Individual 2-Derived and Transiently Transfected Cell Cultures Showing That OI-Associated MESD Protein Is Expressed and Capable of Serving as a Chaperone for LRP5, but Unable to Be Retained within Endoplasmic Reticulum of the Cell (A) Agarose gel electrophoretic separation and fluorescence staining of RT-PCR amplimers spanning from exon 1 to exon 3 obtained from wild type (WT, control) and MESD-associated OI (Individual 2) cultured fibroblasts. Spliced MESD amplimers are detected in both samples; spliced GAPDH amplimers serve as a positive control. (B) Immunodetection of MESD following SDS-PAGE in cell lysates from control and Individual 2 fibroblasts. A polyclonal antibody that detects an epitope near the amino-terminal domain of MESD should recognize both WT and mutant MESD. However, only WT MESD is present in the cell lysate. (C) Representative immuno-blot following SDS-PAGE of FLAG epitope-tagged WT or mutant (p.Lys212^∗) MESD in cell lysate and conditioned medium from transiently transfected HEK293T cells. WT MESD is only detected in the cell lysate, whereas mutant MESD is only detected in the conditioned medium. (D) Representative immuno-blots of the same membrane following SDS-PAGE using anti-myc antibody (for LRP5), anti-FLAG antibody (for MESD), anti-beta actin antibody (as a loading control for the cell lysate), and a non-specific cross-reacting band (as a loading control for the conditioned medium) of cell lysate and conditioned medium from HEK293T cells that were transiently transfected with expression vectors for myc-epitope tagged LRP5 (LRP5-myc), FLAG-epitope tagged WT MESD (MESD WT), or FLAG-epitope tagged mutant MESD (MESD p.Lys212^∗).

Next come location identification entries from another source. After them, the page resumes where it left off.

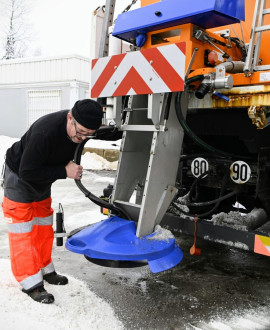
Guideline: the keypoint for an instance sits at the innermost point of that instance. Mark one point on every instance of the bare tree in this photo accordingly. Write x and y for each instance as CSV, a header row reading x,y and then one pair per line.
x,y
16,29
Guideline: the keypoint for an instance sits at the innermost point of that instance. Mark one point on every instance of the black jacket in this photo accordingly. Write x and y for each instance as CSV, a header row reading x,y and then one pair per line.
x,y
43,152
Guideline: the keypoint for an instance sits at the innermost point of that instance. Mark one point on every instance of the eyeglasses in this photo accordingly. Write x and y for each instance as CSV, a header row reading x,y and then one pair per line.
x,y
80,133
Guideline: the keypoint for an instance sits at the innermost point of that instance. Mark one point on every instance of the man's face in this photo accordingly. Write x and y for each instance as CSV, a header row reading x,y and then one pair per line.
x,y
77,132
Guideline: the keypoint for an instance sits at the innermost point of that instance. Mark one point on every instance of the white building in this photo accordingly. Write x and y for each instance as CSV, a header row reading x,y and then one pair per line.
x,y
33,87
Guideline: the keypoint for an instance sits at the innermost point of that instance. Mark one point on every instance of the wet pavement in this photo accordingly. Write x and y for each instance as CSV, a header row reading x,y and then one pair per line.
x,y
223,282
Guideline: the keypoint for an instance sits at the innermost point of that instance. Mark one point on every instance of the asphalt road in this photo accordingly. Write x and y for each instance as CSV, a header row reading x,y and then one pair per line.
x,y
221,283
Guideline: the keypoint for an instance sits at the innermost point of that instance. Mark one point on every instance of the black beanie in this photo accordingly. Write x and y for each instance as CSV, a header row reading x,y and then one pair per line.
x,y
88,113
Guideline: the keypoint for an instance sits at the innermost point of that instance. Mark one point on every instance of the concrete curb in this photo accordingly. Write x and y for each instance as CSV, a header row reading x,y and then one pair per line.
x,y
110,155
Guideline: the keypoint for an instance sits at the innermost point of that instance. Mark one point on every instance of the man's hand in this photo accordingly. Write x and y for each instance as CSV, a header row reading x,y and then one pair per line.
x,y
74,171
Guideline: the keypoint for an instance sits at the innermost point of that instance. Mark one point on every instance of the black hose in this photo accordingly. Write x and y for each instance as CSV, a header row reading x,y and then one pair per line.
x,y
219,199
168,106
194,137
100,202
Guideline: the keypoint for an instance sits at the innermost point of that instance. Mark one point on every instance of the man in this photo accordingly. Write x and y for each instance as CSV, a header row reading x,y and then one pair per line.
x,y
43,155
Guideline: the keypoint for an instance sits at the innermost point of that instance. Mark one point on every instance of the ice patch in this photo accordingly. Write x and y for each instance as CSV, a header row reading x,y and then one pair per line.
x,y
252,220
161,234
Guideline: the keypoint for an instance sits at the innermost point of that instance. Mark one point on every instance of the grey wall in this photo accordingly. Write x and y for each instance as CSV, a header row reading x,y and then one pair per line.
x,y
13,110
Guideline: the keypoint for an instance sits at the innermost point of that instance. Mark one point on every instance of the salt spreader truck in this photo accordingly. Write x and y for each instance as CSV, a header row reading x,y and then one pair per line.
x,y
191,97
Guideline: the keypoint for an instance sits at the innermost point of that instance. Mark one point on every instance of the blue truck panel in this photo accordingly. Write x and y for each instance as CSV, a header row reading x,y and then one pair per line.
x,y
204,13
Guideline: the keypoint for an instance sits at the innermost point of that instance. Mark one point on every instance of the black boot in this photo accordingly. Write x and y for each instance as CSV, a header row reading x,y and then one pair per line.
x,y
54,278
39,294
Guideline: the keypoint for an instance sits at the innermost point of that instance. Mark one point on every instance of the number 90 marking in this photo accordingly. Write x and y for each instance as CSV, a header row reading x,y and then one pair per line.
x,y
199,166
240,172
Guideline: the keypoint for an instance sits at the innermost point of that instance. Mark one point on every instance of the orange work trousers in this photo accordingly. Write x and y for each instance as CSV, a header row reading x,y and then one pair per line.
x,y
30,240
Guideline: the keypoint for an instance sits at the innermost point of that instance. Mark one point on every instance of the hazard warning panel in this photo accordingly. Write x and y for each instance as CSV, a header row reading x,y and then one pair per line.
x,y
155,70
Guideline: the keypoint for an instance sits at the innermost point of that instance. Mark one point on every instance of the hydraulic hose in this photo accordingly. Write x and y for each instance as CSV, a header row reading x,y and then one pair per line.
x,y
194,137
216,201
100,202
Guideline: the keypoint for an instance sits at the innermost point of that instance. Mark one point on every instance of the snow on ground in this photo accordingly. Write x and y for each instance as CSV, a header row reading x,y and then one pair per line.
x,y
76,307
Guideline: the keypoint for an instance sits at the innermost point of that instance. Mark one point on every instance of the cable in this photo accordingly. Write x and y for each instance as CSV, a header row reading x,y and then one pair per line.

Note co-expression of LRP5-myc with either WT or mutant MESD increases the amount of immuno-detectable LRP5 in cell lysate and in conditioned medium, compared to when LRP5-myc is expressed alone. Also note that mutant MESD becomes detectable at low levels in cell lysate from HEK293T cells when transiently co-expressed with LRP5-myc. Mutant MESD is 13 amino acid residues shorter than WT MESD, which is why it migrates faster during SDS-PAGE.